Natalia Livian, AIA – Miami Studio Director
Miami, FL

How did the diversity of your university classes compare to diversity of the firms you have worked at?
In the beginning of my architecture education, the ratio of genders was very unbalanced.  I remember noticing a strong male presence and very little ethnic diversity.  After starting my career and working for over a couple of decades, the gender disparity has equalized.  I have been fortunate to have had the opportunity to work with great individuals of different genders and ethnicities.  I think it is an enormous benefit to have a balanced work environment of different kinds of people from different walks of life.  I strongly believe it is our differences that help us evolve and, ultimately, improve the level of design which propels the field of architecture forward.

Why did you decide to go through the licensing process?
For me, there was no question that I needed to get my architecture license.  Since I was 13 years old, I knew I wanted to be an architect.  Getting licensed was always the final step to achieving that goal, or so I thought.   Being an architect is a never-ending endeavor and… I have come to discover the reason why I wanted to become one in the first place so many years ago.  There is always more to learn and always something new to create.

Kelsi Thrasher– Project Manager 
St. Petersburg, FL

How did you get your first project/ How did you feel about leading your first project?
It was at the very first firm I worked for after graduating, they were a smaller company and gave me every opportunity to grow and learn quickly. They tasked me to lead a small renovation project with a long-standing client after only two years of interning. I was given the support to succeed, and the project resulted in a quality end-product with a happy client. Being given that opportunity made me feel that I proved to my firm and myself that I could take on any challenge that came my way. It grew my confidence as a young designer, and I felt I could only go up from there!

What is your favorite part about being a woman at WJA?
I would say that it’s being a part of the community here. It’s very rare (in my previous experience) that women are more than 10-20% the staff. Representation matters and seeing that in your own office and being part of that goes a very long way. It is one of the reasons I applied to work for WJA and am so glad I’m here with all these inspiring women.

Lorena Martinez, ID – Interior Designer 
Miami, FL

Do you have any suggestions or insights for the incoming generation(s) of architects?
You need to love what you do and let your imagination be your guide.  Trust yourself even if it doesn’t make sense at the time.

Do you have a female mentor in the industry / do you have a female who’s career you admire?
I’m an admirer of Zaha Hadid.  She is an artistic inspiration and I admire her imagination, strength, and boldness to make her visions into reality.

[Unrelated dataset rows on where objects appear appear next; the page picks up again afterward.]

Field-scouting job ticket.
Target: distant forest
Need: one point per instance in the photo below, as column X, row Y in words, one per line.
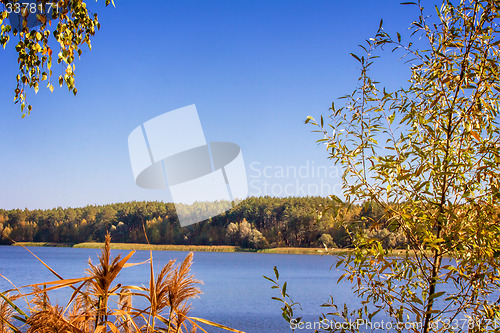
column 257, row 222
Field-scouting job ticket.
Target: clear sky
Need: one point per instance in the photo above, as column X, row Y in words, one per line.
column 255, row 69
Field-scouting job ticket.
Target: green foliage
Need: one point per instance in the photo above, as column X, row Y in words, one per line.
column 71, row 25
column 428, row 155
column 98, row 304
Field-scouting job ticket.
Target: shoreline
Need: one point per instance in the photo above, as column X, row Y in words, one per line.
column 190, row 248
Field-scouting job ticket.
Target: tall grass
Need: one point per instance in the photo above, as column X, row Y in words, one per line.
column 97, row 304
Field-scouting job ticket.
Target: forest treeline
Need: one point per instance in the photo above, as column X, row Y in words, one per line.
column 257, row 222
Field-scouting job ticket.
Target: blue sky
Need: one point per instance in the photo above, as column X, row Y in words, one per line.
column 255, row 70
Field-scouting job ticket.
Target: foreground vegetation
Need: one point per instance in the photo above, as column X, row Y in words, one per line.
column 191, row 248
column 428, row 154
column 97, row 304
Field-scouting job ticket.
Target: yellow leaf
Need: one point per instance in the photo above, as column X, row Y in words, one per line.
column 475, row 135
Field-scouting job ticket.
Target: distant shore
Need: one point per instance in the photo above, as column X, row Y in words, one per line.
column 194, row 248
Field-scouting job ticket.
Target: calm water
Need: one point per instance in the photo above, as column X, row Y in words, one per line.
column 234, row 292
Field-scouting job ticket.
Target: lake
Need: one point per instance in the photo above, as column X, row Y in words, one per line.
column 234, row 292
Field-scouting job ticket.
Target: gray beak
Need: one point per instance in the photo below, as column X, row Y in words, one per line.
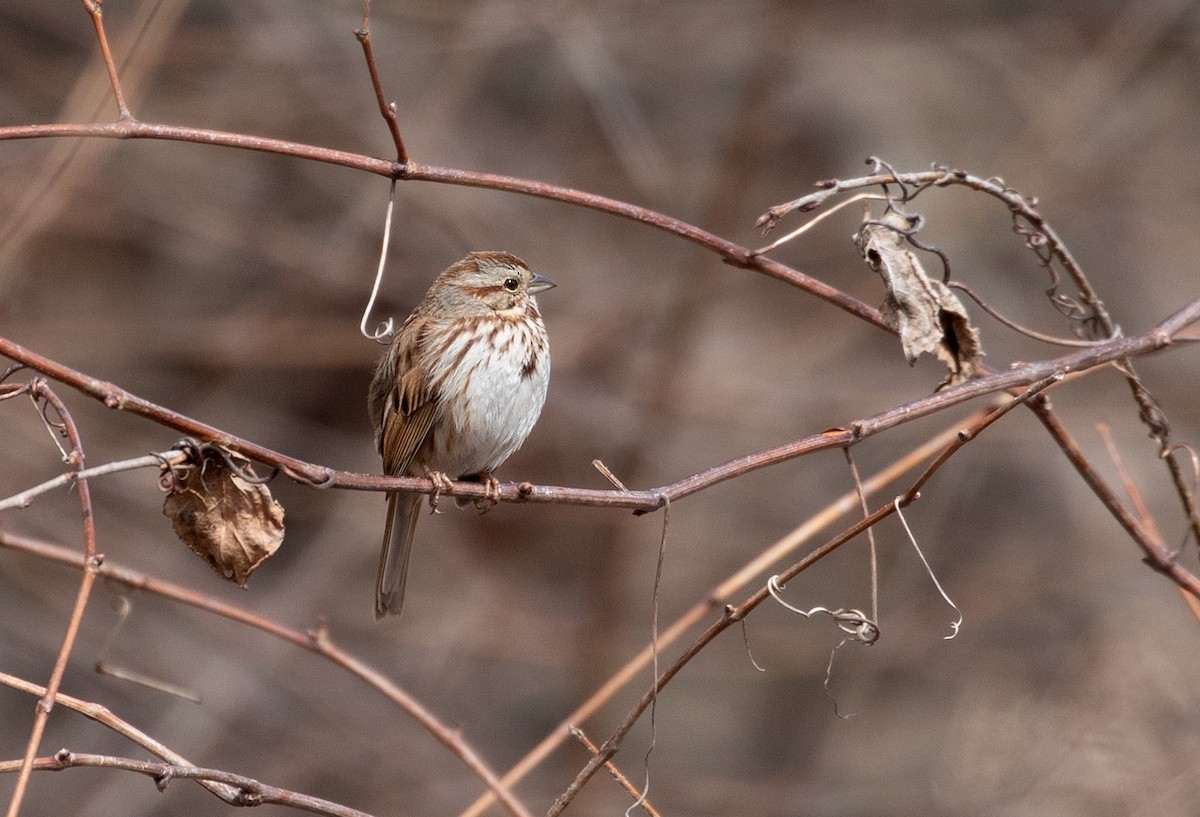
column 540, row 283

Mary Hardin – Accounting and Office Manager
West Palm Beach, FL

As women in leadership at WJA, how do you provide an environment for all to thrive?
The merger of SBA to WJA was an eye opener for me.  A successful architectural firm like WJA is known for their unique design ideas, but an accurate time and expense/ accounting system needed to be incorporated into the firm’s financial structure to successfully meet the needs of a firm at this caliber.  Utilizing my experience, we implemented a successful financial and accounting system specifically addressing the requirements of an architectural firm. I encouraged WJA to adopt this system on a company wide basis.  As a project-oriented organization, this system allows the company to manage resources and employee data simply and effectively and creates an environment for all to thrive.

What is your favorite part about being a woman in the A/E/C industry?
My favorite part about being a woman in the A/E/C industry is being a part of an exciting, young, and vibrant office culture.  I enjoy having the opportunity to see the well-thought-out and amazing projects that come through this office, from start to finish.  The recognition that WJA receives from its peers in the design and completion of a wide range of projects makes me honored to be a part of this company and industry.